Constant Readers,
I'm still here at this California Democratic Party convention. This morning, the masturbation continues as each Regional Director gives out a volunteer of the year award. There are 21 of them. This is not helping my hangover.
We had a party in the suite I'm staying in with Beth and the Brians. No police were called this year (I'm still convinced it was Migden who ratted us out last year) but we had a fun time mostly owing to Brian's thoughtful and well-stocked traveling bar. This morning, we poured out all the cups that were half-full of something red that smells like vodka, and laughed at how civilized these guys are for bringing brie and crackers to go with the tequila and lemonade.
While I wait here for something interesting to happen (at this point, I'm praying for a bomb scare), let me tell you a little bit about yesterday after the Region 4 Director vote. No tacos were to be found, so I went into the main hall and set up shop at the press area. Harvey Milk's nephew and Anne Kronenberg were giving an awkward joint speech about how great democrats are. Or something.
Then they showed videos submitted by candidates who are running for Insurance Commissioner, Attorney General, School Superintendent and some other stuff. These were interesting mostly because some of them were so awesomely bad. Why it's important that an insurance commissioner "put America first" is beyond me.
Oh, and in Kamala Harris' Attorney General video, there's a scene where Board President David Chiu says Harris is a fierce fighter "for public safety, civil rights, and domestic violence." Heheh. Really?
Then Nancy Pelosi spoke while wearing a lime green suit the likes of which I've never seen in retail. She was greeted like a rock star and said the predictable stuff about health care, the economy and Iraq. Honestly, every speech here is interchangeable. Just say the word "Obama" and you automatically get a standing ovation. That's the rule here.
Around the end of Pelosi's speech, I got a text message from Beth saying she was at the bar with Mike Farrah. Obviously, it was time to pack up and mourn the passing of Bea Arthur with my friends.

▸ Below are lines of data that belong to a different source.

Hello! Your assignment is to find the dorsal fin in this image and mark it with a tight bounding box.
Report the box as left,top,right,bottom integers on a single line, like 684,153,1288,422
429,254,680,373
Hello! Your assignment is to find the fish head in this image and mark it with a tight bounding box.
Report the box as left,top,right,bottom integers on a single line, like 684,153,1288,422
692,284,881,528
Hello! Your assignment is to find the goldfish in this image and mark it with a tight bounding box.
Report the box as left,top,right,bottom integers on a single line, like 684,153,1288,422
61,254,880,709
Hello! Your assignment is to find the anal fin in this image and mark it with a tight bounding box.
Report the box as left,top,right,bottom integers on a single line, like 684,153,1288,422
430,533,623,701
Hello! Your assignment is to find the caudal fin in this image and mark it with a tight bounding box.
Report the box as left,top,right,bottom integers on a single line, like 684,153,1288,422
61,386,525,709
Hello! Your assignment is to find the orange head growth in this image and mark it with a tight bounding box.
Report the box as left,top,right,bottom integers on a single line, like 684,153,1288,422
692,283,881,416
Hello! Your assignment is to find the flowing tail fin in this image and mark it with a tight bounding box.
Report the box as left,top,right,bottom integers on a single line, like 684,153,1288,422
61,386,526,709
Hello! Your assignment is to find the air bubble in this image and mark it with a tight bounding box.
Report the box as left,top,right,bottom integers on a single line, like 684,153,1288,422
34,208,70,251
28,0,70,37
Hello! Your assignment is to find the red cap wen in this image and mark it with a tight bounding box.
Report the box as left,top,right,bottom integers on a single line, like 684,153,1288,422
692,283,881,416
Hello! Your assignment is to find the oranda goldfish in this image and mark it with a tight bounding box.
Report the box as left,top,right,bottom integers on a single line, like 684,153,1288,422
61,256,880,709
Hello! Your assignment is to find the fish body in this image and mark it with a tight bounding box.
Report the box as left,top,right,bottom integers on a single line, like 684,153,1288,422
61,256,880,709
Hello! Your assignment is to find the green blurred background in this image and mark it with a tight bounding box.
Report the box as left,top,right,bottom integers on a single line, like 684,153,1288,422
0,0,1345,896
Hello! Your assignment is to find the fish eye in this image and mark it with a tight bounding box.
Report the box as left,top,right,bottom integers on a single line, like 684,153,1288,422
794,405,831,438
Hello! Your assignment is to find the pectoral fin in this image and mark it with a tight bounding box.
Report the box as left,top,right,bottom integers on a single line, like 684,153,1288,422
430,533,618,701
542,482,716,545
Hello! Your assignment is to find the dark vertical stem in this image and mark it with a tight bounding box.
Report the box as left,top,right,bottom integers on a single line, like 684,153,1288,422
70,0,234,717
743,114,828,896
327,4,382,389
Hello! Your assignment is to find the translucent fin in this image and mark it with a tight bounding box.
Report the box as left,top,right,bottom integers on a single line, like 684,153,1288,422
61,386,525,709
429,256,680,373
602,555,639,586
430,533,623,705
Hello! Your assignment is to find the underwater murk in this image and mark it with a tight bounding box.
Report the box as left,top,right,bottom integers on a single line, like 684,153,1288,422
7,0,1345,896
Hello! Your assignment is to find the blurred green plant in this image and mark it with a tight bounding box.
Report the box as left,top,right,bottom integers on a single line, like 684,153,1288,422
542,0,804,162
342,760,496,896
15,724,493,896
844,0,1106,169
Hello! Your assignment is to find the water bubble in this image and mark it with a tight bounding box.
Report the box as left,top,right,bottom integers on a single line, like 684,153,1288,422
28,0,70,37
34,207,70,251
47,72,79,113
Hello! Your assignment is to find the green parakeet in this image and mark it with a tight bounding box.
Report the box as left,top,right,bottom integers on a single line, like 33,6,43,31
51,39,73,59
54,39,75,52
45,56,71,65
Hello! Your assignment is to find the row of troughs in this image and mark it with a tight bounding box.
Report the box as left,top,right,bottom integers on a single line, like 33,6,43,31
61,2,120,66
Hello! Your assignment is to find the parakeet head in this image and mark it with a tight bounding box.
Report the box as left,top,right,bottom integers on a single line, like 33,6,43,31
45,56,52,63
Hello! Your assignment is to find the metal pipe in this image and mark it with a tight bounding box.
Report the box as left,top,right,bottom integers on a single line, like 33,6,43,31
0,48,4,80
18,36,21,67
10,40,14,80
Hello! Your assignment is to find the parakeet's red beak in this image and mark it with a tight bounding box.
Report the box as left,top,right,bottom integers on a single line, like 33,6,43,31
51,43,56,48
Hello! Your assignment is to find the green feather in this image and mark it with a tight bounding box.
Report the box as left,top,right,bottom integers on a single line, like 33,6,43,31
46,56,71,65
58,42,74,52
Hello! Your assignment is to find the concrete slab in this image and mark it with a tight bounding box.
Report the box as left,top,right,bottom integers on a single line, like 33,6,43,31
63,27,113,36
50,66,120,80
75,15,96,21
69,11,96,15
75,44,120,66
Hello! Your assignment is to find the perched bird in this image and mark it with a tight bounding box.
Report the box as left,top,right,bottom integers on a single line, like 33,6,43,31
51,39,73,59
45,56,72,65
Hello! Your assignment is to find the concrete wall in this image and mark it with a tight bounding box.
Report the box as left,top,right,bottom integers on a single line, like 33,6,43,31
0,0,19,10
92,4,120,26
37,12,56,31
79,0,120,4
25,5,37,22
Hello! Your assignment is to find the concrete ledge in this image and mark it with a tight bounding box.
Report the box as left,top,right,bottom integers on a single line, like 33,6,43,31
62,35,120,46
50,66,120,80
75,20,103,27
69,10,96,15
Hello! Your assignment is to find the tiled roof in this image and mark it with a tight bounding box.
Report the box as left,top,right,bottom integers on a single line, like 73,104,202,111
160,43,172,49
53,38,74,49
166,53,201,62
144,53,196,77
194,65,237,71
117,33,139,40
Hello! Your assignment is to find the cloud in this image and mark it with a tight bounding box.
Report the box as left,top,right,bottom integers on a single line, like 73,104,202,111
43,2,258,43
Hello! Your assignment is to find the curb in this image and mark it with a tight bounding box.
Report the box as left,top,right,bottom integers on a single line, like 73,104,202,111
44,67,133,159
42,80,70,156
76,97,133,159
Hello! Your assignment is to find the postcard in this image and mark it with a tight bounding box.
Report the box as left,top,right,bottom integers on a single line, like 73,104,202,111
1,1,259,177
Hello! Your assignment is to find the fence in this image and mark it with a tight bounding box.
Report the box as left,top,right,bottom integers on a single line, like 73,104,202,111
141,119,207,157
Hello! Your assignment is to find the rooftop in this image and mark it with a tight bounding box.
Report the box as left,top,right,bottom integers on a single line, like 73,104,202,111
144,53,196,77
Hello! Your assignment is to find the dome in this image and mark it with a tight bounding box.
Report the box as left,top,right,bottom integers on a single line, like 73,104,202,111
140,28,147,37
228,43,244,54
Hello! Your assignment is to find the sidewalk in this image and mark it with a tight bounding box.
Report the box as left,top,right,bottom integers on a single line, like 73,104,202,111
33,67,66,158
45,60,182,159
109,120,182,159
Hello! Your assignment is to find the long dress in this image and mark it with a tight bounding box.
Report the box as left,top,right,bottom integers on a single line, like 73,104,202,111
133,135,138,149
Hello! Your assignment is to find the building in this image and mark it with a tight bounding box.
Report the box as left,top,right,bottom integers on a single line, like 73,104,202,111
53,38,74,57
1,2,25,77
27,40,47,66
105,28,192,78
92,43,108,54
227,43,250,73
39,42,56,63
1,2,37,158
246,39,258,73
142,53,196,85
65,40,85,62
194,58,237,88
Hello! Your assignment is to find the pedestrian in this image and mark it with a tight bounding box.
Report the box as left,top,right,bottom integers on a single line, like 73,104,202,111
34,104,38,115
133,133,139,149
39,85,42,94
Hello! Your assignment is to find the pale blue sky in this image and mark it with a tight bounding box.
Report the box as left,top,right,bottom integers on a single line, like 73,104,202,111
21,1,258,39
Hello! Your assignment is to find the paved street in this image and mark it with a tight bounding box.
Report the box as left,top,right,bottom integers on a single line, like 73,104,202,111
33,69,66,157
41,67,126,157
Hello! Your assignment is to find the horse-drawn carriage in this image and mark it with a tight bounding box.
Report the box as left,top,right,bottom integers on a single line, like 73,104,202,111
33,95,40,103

Check back tomorrow for a full recap of last night's parties.
--Melissa
PS - John Burton (the newly-elected party chairman) just got introduced to speak. As he makes his way to the stage, they are playing "Eye of the Tiger." Yesterday, when Burton's opponent spoke, we heard "Take a Chance on Me." At least someone here has a sense of humor.
So you had the time to write this? Wow.
Posted by: The man formerly known only as "Mr K." | April 26, 2009 at 12:48
It's why I'm here.
Posted by: Melissa Griffin | April 26, 2009 at 12:53
Did you mean for that word in the second sentence to be "masturbathon"?
Posted by: kwk | April 26, 2009 at 13:48
We *heart* Mike Farrah. Also, how do you not mention our elevator ride from floors 26-21? Some high drama, folks...
Posted by: Beth Spotswood | April 26, 2009 at 18:37
Please comment on this item a friend sent me. I can hardly wait to see how much OPM $$$ Mr. empty suit spends to make a fool of himself in his crawl for Governor.
http://sf.eater.com/archives/2009/04/27/shutterwire_jack_falstaff_to_close_in_two_weeks.php
Please be kind...Hee...Hee... Some how I know this is related to the DCCP
Posted by: Jacko | April 28, 2009 at 08:21
Is David Chiu just visiting this planet? Harris is a fierce fighter "for public safety, civil rights, and domestic violence." Hopefully, the mother ship comes back for him soon.